In the 6th century BCE, the religious reformers Vardhaman Mahavira (549-477 BCE) and Siddhartha Gautama (563-483 BCE) create their own religions of Jainism and Buddhism as part of a wider pattern of social and cultural upheaval which resulted in the formation of city states and the rise of powerful kingdoms. Buddhism, is a faith propounded by Prince Siddhartha. The Buddha’s path to nirvana (Buddhist salvation) was a path of moderation that was open to all. It denied the caste system of the Hindus. In early times, his mortal remains (in the form of ashes following cremation) were interred within relic mounds known as stupas. Relief sculptures narrating the life of the Buddha were used to decorate such stupa mounds. The range of auspicious motifs used in a Hindu context—foliage, women, couples—also formed part of the decorative scheme of the stupa. The other major religion was Jainism, from  Jina, or “Victor”, placing greater emphasis on austerity and asceticism, which are upheld as ideals.
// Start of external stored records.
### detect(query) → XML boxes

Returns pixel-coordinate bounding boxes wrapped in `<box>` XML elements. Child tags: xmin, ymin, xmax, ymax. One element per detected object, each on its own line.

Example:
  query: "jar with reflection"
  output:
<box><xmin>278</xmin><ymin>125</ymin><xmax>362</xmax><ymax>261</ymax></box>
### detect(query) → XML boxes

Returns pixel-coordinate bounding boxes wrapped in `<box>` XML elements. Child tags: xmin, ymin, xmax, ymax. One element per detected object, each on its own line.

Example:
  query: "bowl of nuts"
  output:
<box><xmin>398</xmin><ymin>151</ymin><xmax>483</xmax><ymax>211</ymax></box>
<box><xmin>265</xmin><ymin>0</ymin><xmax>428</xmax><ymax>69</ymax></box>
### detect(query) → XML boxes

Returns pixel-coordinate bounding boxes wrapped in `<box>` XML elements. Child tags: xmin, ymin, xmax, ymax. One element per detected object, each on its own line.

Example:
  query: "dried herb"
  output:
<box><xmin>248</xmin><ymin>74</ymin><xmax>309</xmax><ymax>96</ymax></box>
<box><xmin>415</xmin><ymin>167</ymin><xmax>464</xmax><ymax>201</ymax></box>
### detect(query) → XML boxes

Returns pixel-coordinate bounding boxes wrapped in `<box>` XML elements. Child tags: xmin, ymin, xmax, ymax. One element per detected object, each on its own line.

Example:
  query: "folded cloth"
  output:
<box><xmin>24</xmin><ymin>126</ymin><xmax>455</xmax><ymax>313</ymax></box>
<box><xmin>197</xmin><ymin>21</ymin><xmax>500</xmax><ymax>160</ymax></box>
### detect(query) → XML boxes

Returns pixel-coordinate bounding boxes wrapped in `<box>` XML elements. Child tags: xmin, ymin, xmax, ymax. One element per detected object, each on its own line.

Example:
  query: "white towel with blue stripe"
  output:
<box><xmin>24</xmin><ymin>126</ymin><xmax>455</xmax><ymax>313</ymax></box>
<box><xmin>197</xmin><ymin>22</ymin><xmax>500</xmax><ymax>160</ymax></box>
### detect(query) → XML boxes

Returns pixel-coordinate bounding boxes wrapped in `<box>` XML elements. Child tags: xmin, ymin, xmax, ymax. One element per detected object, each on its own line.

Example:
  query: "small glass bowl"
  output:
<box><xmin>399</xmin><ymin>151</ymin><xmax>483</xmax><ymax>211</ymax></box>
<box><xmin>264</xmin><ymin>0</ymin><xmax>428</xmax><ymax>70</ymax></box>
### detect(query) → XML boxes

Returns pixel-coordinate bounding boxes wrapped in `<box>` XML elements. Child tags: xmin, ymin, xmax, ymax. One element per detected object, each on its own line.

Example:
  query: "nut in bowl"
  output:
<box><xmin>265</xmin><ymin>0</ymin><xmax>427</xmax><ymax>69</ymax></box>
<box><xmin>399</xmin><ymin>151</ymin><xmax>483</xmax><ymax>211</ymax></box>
Jain temples are similar in many ways to those built to honor Hindu gods; only the narrative themes and the identity of the sacred images are different. the most beautiful example is the Temple of Palitana which I was able to visit but not to photograph because of religious issues. You may check here.
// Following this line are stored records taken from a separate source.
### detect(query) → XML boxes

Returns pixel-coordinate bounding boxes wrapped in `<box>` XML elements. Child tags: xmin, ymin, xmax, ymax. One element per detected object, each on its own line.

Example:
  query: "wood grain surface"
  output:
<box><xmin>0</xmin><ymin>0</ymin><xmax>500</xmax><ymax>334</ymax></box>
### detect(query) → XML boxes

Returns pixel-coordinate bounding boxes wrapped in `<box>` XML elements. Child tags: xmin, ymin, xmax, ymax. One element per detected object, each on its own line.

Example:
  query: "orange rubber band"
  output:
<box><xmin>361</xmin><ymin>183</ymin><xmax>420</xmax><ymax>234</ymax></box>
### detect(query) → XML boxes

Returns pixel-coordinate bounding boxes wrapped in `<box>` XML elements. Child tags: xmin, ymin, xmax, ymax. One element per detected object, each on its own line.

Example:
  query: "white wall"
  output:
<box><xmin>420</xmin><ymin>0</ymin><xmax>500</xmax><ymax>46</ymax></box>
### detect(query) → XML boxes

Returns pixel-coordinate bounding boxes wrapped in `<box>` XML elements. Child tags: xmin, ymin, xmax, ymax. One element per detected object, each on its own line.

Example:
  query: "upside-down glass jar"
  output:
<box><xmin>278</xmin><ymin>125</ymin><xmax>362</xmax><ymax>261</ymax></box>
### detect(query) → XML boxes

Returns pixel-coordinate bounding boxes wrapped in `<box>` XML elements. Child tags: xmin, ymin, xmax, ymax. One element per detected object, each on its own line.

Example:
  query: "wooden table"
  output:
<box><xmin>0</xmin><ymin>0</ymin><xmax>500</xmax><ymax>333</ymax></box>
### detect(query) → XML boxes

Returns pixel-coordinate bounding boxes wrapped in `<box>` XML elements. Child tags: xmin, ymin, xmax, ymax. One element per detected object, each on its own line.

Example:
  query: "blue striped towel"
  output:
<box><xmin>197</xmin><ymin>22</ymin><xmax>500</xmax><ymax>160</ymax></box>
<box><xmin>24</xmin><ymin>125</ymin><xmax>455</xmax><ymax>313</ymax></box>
Ellora’s Buddhist caves are amongst the largest excavated anywhere and were carved later than the Hindu ones, probably between the 7th and 8th centuries CE. Their layouts are more complex and the capitals in the colonnades are either the vase and foliage or chamfered cushions type. The interior decoration of these caves displays figures of Buddha in his various guises and many Bodhisattvas, some being the earliest instances, for example of Tara. Visvakarma cave (no. 10) was probably cut in c. 650 CE and, after a large open court space, presents a hugely impressive facade on two levels. The ground floor has a four-column facade while above is a veranda with a large central caitya window. On either side of this window, which leads to an interior barrel-vaulted gallery, is a deep and richly carved niche and relief panels.

Increased urbanization and wealth attracted the attention of Cyrus, ruler of the Persian Empire, who invaded India in 530 BCE and initiated a campaign of conquest in the region.  Possibly, the assimilation of Persian and Indian religious beliefs may suggest the reason for further religious and cultural reforms. In the earliest Buddhist art of India, the Buddha was not represented in human form. His presence was indicated instead by a sign, such as a pair of footprints, an empty seat, or an empty space beneath a parasol. Moreover, foreign influences give rise to the Greco-Buddhist culture which impacted all areas of culture in northern India from art to religion to dress. Statues and reliefs from this period depict Buddha, and other figures, as distinctly Hellenic in dress and pose (known as the Gandhara School of Art).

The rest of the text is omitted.